Cinta Dan Detik Terakhir

Cinta Dan Detik Terakhir
Part 63


__ADS_3

"Iya, yang penting lo gak sama Ferdi." Sahut Wina.


"Makasih ya Win." Sahut Lena.


Saat Lena sampai Gerbang, ternyata ada Niko yang menggunakan mobil Genta. Niko mengajak Lena untuk ke rumah sakit.


"Lena, hai!" sahut Niko.


"Kak Niko ngapain? terus pakai mobil Kak Genta?" tanya Lena.


"Buat jemput kamu lah! disuruh Genta!" sahut Niko.


"Jangan mau Len, lo naik angkot aja!" sahut Wina.


"Wina, kamu mau bareng juga gak?" tanya Niko.


"Enggak! aku naik motor!" sahut Wina.


"Motornya mana? gak ada?" tanya Niko.


"Di, parkiran depan, Lena! lo mau sama Kak Niko?" tanya Wina.


"Lena! ayo!" sahut Ferdi dengan mobilnya.


"Ferdi, maaf gak jadi, gue naik angkot aja!" sahut Lena.


"Lena, serius? dari pada lo naik angkot, sama gue aja!" ajak Ferdi.


"Woy, duluan sana lo! pergi! pergi!" sahut Niko.


"Siapa lo, ngusir gue?" tanya Ferdi.


"Udah! udah! Kak Niko! maaf, aku naik angkot, Ferdi, gue naik angkot!" sahut Lena.

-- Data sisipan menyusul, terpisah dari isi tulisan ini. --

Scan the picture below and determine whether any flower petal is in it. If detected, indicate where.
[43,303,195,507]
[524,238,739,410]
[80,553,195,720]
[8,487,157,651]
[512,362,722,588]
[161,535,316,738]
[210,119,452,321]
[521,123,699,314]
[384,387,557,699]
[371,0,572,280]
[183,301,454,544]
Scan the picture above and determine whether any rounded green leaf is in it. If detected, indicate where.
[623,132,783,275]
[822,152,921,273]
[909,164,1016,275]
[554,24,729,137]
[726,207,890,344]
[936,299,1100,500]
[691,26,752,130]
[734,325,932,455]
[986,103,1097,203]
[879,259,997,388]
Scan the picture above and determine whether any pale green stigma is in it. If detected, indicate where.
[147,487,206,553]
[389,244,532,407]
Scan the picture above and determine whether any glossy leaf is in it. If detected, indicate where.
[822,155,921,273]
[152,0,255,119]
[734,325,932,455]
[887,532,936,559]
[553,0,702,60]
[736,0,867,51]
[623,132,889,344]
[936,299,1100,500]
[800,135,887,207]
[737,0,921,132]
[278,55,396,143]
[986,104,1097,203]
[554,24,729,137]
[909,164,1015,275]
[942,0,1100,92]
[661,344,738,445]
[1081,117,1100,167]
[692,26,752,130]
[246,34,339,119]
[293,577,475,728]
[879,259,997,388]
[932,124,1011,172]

"Bagus Len, gue duluan yah!" sahut Wina.


"Lena! gue disuruh Genta ini!" sahut Niko.


Lena tetap berjalan ke depan dan menunggu angkot. Saat angkot lewat, Lena langsung naik.


Ferdi kesal langsung mengegas mobilnya dengan kencang. Niko langsung menelepon Genta, Niko menjelaskan kalau Lena tidak mau diantar oleh Niko.


"Bro! gue udah di sekolah Lena, tapi Lena gak mau gue ajak pulang." Sahut Niko.


"Ya lo kejar lah! gimana sih? ah..." bentak Genta.


"Dia udah naik angkot, angkotnya gak tahu kemana, udah jalan!" sahut Niko.


"Ah, pea lo! gak bisa diandelin banget sih!" sahut Genta langsung mematikan teleponnya.


"Dih, dasar gak sopan, pengen matiin gitu aja, sue....." sahut Niko.


Lalu Chika keluar gerbang dan tersenyum pada Niko. Niko pun tersenyum pada Chika. Saat motor Wina hendak menghampiri Niko, Wina kesal dan marah atas kelakuan Niko.


"Hai, boleh kenalan?" tanya Niko.


"Boleh, Chika, ini Ayu teman gue!" sahut Chika.


Wah, keren banget nih cowok, mobilnya mewah lagi, bisa gue manfaatin nih.


"Heh, dasar buaya lo!" sahut Wina.


"Wina!" teriak Niko.

__ADS_1


"Gue baru tahu lo kaya gitu yah! baru aja lo ambil hati gue, sekarang lo udah kenalan sama Nenek lampir musuh gue!" sahut Wina.


"Ini gak seperti yang kamu pikirkan Wina, kamu dengarin aku yah!" sahut Niko.


"Gue minta putus! hiks-hiks-hiks...." sahut Wina menangis sambil mengegas motornya.


Ha-ha-ha... jadi cowok ini pacarnya Wina? gue bakal rebut cowoknya Wina, ha-ha-ha...


"Kak, Wina emang begitu orangnya, tadi namanya siapa?" tanya Chika.


"Maaf yah, saya harus ngejar Wina dulu! permisi!" sahut Niko.


Dasar, laki-laki buaya! muak gue, muak.


Tin... tin... tin...


Suara klakson Niko berbunyi keras. Niko berteriak memanggil Wina. Tapi Wina tidak memperdulikan Niko.


"Wina! kamu salah paham! tolong berhenti!" panggil Niko.


Tin........


Mobil yang dikendarai oleh Niko, menghalangi perjalanan Wina. Sampai Wina terjatuh.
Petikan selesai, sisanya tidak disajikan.